À voir cette semaine

Des films ancrés dans la réalité

par Michèle Loth
Publié le 4 septembre 2020 à 15:05

>Effacer l’historique Marie, Bertrand et Christine vivent dans un lotissement d’une ville moyenne des Hauts-de- France. Ils se sont connus sur un rond-point durant les luttes menées par les « Gilets jaunes ». Leurs vies se sont précarisées en raison de lourdes difficultés personnelles et d’addictions à tous les réseaux du Gafa [1], promesses d’une solution à tous leurs problèmes, solutions qui s’avèrent plus virtuelles que réelles. Dans une comédie aux instants loufoques, Benoît Delépine et Gustave Kervern lancent un cri d’alarme sur les dangers des nouvelles technologies numériques qui déshumanisent notre société et provoquent des situations absurdes et risquées. Victimes de ces tentations dangereuses, Marie, Bertrand et Christine décident d’être solidaires dans leurs luttes contre les géants du numérique, une lutte qui provoque des gags successifs et qui montre la puissance de ces multinationales présentes dans tous les pays du monde.L’alerte sur la dangerosité des Gafa donne lieu à des moments jubilatoires inégalement réussis qui accompagnent une prise de conscience sur l’avenir d’hommes et de femmes qui s’enfoncent dans la précarité, trame d’un film profondément humaniste. Tous les acteurs choisis par les réalisateurs jouent parfaitement ce double rôle dans une tragicomédie qui évoque l’ensemble des questions sociales et morales liées à l’évolution d’une économie dont le moteur virtuel est basé sur la dépendance et le profit.

> Petit pays [2]

Éric Barbier a adapté au cinéma le livre Petit Pays en accord avec son auteur, Gaël Faye, récompensé par le prix Goncourt des lycéens en 2016. L’auteur y fait le récit de sa jeunesse au Burundi avec un père entrepreneur français et colonisateur et une mère tutsi née au Rwanda, une jeunesse traumatisée par les assassinats de Tutsis au Burundi et le génocide au Rwanda en 1994. Le quotidien de Gaby et Ana, enfants joueurs et insouciants, est perturbé par la séparation de leurs parents et bascule progressivement dans l’horreur d’une guerre civile. Témoins et victimes d’événements qui les dépassent, les enfants ne comprennent pas que certains de leurs amis puissent devenir leurs ennemis avec une brutalité criminelle. La guerre et le génocide se reflètent sur le visage de Gaby qui perd son innocence et assiste à des scènes terrifiantes où on l’oblige à choisir son camp, lui qui avait le sentiment de pouvoir dire qu’il était français, burundi et tutsi. Le génocide des Tutsis au Rwanda a fait des centaines de milliers de morts et le film n’élude pas les conséquences dramatiques des prises de position contestables de l’État français. Avec les dernières images du Burundi et les paroles de la chanson de Gaël Faye « une fleur et un stylo apaisent mes insomnies loin dans mon exil, petit pays d’Afrique des grands lacs... quand l’Afrique se reconstruit sur ses fosses communes... », le message est à la fois terriblement réaliste et porteur d’espoir. Comme le film, admirablement interprété par les jeunes acteurs parmi lesquels Djibril Vancoppenolle dans le rôle de Gaby.

À découvrir également

> Never Rarely Sometimes Always qui décrit le parcours d’une jeune fille contrainte d’aller à New York pour obtenir l’autorisation d’interrompre sa grossesse, un sujet d’une grande actualité aux États-Unis.

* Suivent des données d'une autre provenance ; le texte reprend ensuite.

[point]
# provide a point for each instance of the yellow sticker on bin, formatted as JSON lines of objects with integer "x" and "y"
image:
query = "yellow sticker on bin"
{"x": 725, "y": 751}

>Family Romance, le film de Werner Herzog, dont le thème est centré sur un phénomène qui existe au Japon, celui de louer des acteurs pour jouer le rôle de personnages à la demande de familles. Ici, un « père » censé rencontrer sa fille. Le réalisateur mêle ainsi fiction et réalité.

> A Perfect Family qui aborde intelligemment les réactions d’Emma, une jeune adolescente confrontée à la transformation de son père en femme et qui exprime l’évolution de ses sentiments avec une sincère affection.

Notes :

[1Acronyme qui désigne les quatre grandes entreprises américaines du numérique : Google, Amazon, Facebook, Apple.

[2Attention à certaines scènes qui peuvent heurter la sensibilité du jeune public.